Musi­cale­ment dans la lignée directe de La Grande Duchesse de Gerol­stein, l’œuvre est fameuse pour son « chœur des cara­biniers », sorte de fil rouge du spec­ta­cle. Le bruit de leurs bottes les précède et leur présence volon­taire­ment grotesque ani­me cha­cun des actes. Offen­bach peut dormir tran­quille : les cara­biniers de 2014 sont dignes de son imag­i­na­tion, tout comme l’ensemble de la troupe. Com­posée d’amateurs, elle offre pour­tant une presta­tion de pro­fes­sion­nels, sous la baguette de Laëti­tia Trou­vé, qui dirige égale­ment l’orchestre. Dans une mise en scène sim­ple et acces­si­ble à tous, la for­ma­tion assure une représen­ta­tion de très grande qual­ité et si l’œuvre a subi quelques coupes dans le texte et dans les morceaux, ‑que seuls les puristes auront remarqué‑, cela ne nuit en rien au spec­ta­cle.
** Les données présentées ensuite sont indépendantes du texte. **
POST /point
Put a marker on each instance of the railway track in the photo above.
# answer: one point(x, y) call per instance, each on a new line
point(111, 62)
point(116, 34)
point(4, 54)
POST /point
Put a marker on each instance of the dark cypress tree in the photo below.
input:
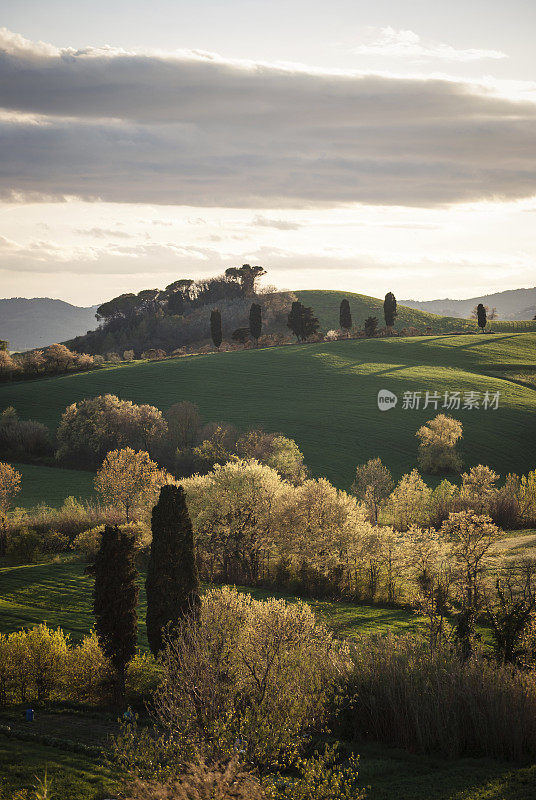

On se laisse entrain­er avec plaisir dans les tribu­la­tions de Fal­sacap­pa, chef des brig­ands et de sa fille Fiorel­la, bien décidés à récupér­er trois mil­lions des­tinés à une princesse de Grenade, tous les strat­a­gèmes étant bons pour y par­venir. Les voix sont là, avec une men­tion spé­ciale à Mar­i­on Reudet qui tient le rôle de Fiorel­la, par­faite du début à la fin.
Après un deux­ième acte où se suc­cè­dent mar­mi­tons, délé­ga­tion de Grenade, de Man­toue, et les iné­narrables cara­biniers, tous dans de superbes cos­tumes cha­toy­ants (faisant aus­sitôt oubli­er les étranges tenues du 1er acte), le dernier acte est un vrai moment de plaisir vocal et visuel : out­re qu’il per­met au Caissier du duc de Man­toue, le ténor Jean-Philippe Pou­joulat, d’offrir un savoureux numéro, il est l’occasion de retrou­vailles évidem­ment prévis­i­bles mais tou­jours effi­caces entre tous les pro­tag­o­nistes de l’histoire. Le bou­quet final voulu par Offen­bach devient avec Oya Kephale assez déli­rant grâce à la géniale inter­pré­ta­tion des brig­ands, attifés sans la moin­dre allure et ten­tant vaine­ment de faire illu­sion. Par­faite­ment jouée et chan­tée, la scène est à tout point de vue une réus­site. Oya Kephale n’a pas à rou­gir de ses cordes vocales et de ses tal­ents, ni de l’état d’esprit de ses mem­bres, qui reversent tous les ans l’ensemble de leurs béné­fices à des asso­ci­a­tions humanitaires.